@fastify/cors

Cross-Origin Headers, Configured

@fastify/cors

Configure cross-origin access for your API — allow specific origins, methods, headers, and credentials, or open it wide for public consumers.

4 min read Level 2/5 #fastify#cors#security
What you'll learn
  • Install @fastify/cors
  • Pass origin as a list or function
  • Allow credentials for cookie-based auth

CORS controls which other origins can talk to your API from a browser. Without it, browsers refuse cross-origin XHR / fetch. @fastify/cors handles preflight and actual requests in one plugin.

Install & Register

npm install @fastify/cors
import cors from '@fastify/cors'

await app.register(cors, {
  origin: ['https://app.example.com', 'https://admin.example.com'],
  credentials: true,
  methods: ['GET', 'POST', 'PUT', 'DELETE', 'PATCH'],
})

Dynamic Origin

For multi-tenant apps, you may need to compute the allowed origin per request.

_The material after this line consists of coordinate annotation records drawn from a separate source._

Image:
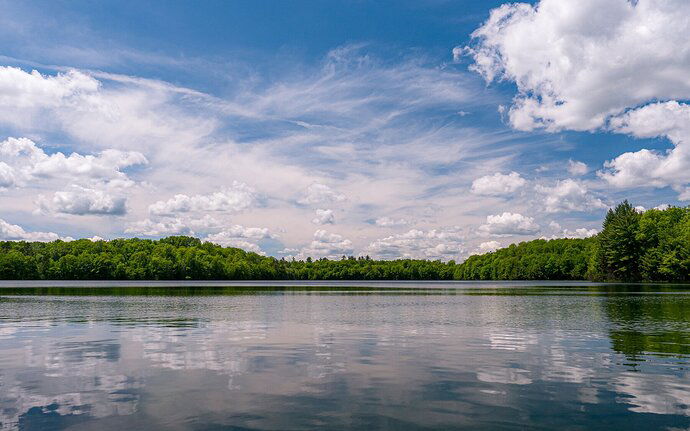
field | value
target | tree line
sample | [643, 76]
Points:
[632, 246]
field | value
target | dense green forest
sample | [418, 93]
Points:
[632, 246]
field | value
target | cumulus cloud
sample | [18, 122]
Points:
[326, 244]
[509, 224]
[653, 168]
[163, 227]
[320, 194]
[577, 63]
[443, 244]
[390, 222]
[13, 232]
[83, 201]
[569, 195]
[488, 246]
[232, 199]
[559, 232]
[324, 217]
[240, 237]
[620, 66]
[23, 161]
[577, 168]
[498, 184]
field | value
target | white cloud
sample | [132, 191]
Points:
[24, 162]
[238, 231]
[83, 201]
[647, 167]
[236, 198]
[327, 244]
[559, 232]
[240, 237]
[509, 224]
[577, 168]
[391, 222]
[324, 217]
[488, 246]
[443, 244]
[578, 63]
[13, 232]
[320, 194]
[498, 184]
[569, 195]
[163, 227]
[7, 177]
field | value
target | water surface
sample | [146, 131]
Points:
[399, 356]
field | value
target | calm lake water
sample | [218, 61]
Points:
[408, 356]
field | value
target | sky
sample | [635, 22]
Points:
[396, 129]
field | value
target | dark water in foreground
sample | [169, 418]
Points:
[469, 356]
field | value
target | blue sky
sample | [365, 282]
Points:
[431, 129]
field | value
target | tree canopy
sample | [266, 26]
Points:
[650, 246]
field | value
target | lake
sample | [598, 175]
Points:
[398, 356]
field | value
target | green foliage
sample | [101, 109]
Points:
[181, 257]
[617, 256]
[652, 246]
[557, 259]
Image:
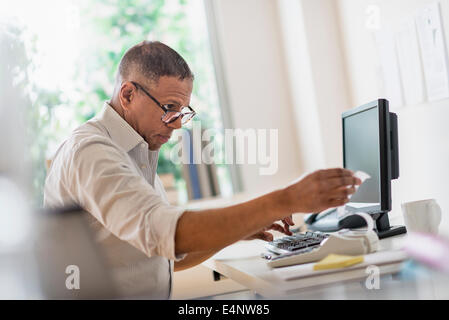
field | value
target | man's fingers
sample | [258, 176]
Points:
[266, 236]
[342, 193]
[333, 183]
[284, 229]
[336, 173]
[288, 220]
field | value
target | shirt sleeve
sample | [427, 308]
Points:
[102, 179]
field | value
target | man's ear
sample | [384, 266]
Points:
[126, 95]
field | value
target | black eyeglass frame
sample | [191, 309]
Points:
[166, 110]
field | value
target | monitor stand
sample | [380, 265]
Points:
[383, 228]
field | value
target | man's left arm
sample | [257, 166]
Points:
[195, 258]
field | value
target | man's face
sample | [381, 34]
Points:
[144, 115]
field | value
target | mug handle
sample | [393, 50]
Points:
[436, 209]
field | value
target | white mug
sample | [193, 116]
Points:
[422, 215]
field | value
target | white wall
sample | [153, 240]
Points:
[423, 129]
[257, 83]
[317, 79]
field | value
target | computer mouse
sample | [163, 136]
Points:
[351, 221]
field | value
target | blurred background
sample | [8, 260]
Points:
[296, 64]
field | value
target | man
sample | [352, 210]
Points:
[108, 166]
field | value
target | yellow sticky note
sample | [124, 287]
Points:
[335, 261]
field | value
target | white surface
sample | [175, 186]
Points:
[433, 52]
[410, 62]
[306, 270]
[242, 263]
[423, 130]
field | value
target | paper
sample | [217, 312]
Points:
[433, 51]
[390, 68]
[363, 176]
[410, 63]
[335, 261]
[306, 270]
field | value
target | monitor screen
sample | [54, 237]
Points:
[362, 152]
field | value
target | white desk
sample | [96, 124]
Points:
[242, 263]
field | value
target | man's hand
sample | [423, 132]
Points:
[320, 190]
[267, 236]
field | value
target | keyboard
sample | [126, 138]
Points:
[345, 242]
[296, 242]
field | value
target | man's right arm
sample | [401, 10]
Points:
[217, 228]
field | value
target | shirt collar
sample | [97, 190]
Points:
[119, 130]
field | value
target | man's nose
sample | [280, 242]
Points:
[177, 124]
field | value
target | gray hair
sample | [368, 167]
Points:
[152, 60]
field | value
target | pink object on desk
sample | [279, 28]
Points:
[429, 249]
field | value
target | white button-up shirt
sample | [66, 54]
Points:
[105, 166]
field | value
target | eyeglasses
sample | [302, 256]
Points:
[169, 116]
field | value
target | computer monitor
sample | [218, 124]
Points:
[370, 144]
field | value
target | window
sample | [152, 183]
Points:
[73, 49]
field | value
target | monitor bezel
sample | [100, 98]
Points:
[382, 106]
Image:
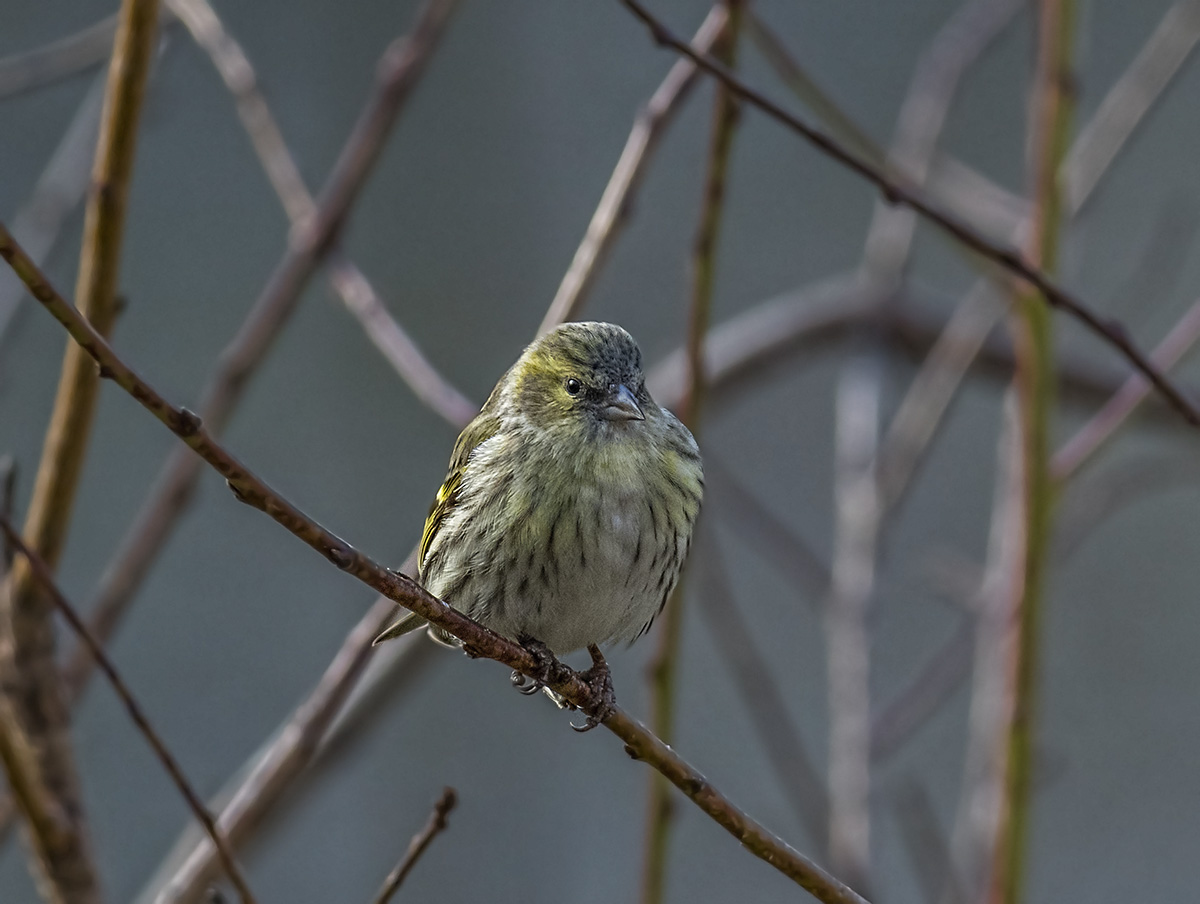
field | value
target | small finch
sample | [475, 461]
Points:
[570, 500]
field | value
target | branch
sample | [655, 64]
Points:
[435, 826]
[478, 640]
[271, 772]
[34, 732]
[765, 704]
[613, 209]
[1129, 100]
[57, 193]
[1103, 425]
[399, 70]
[1008, 258]
[43, 575]
[1033, 383]
[345, 276]
[58, 60]
[663, 668]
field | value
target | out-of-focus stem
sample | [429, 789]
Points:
[1035, 381]
[664, 665]
[35, 742]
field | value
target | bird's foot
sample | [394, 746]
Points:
[531, 684]
[599, 681]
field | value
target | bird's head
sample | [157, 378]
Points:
[582, 376]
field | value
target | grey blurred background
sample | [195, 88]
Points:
[466, 228]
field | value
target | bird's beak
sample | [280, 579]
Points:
[622, 406]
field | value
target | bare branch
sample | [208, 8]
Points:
[397, 73]
[43, 575]
[1006, 257]
[760, 692]
[58, 192]
[436, 825]
[1104, 424]
[1129, 100]
[663, 668]
[480, 641]
[58, 60]
[613, 209]
[292, 753]
[34, 725]
[1050, 112]
[347, 279]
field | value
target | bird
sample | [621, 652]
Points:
[569, 504]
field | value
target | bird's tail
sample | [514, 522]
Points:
[402, 626]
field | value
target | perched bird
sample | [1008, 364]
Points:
[570, 500]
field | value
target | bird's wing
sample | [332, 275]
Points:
[479, 431]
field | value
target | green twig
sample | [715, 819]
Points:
[1035, 381]
[664, 665]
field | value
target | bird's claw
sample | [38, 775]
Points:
[529, 684]
[599, 681]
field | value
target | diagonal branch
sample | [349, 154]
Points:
[478, 640]
[433, 827]
[613, 209]
[345, 276]
[1008, 258]
[399, 71]
[45, 576]
[34, 732]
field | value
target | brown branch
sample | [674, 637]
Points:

await app.register(cors, {
  origin: (origin, cb) => {
    if (!origin) return cb(null, true)
    const allowed = /\.example\.com$/.test(new URL(origin).hostname)
    cb(null, allowed)
  },
  credentials: true,
})

Returning true reflects the request origin back. Never combine a wildcard * with credentials: true — browsers reject that.

Development Mode

In local development the simplest config is origin: true, which reflects any origin.

await app.register(cors, {
  origin: app.config.NODE_ENV === 'development' ? true : ['https://app.example.com'],
  credentials: true,
})

Always gate permissive settings behind an environment check — it is the single most common security regression.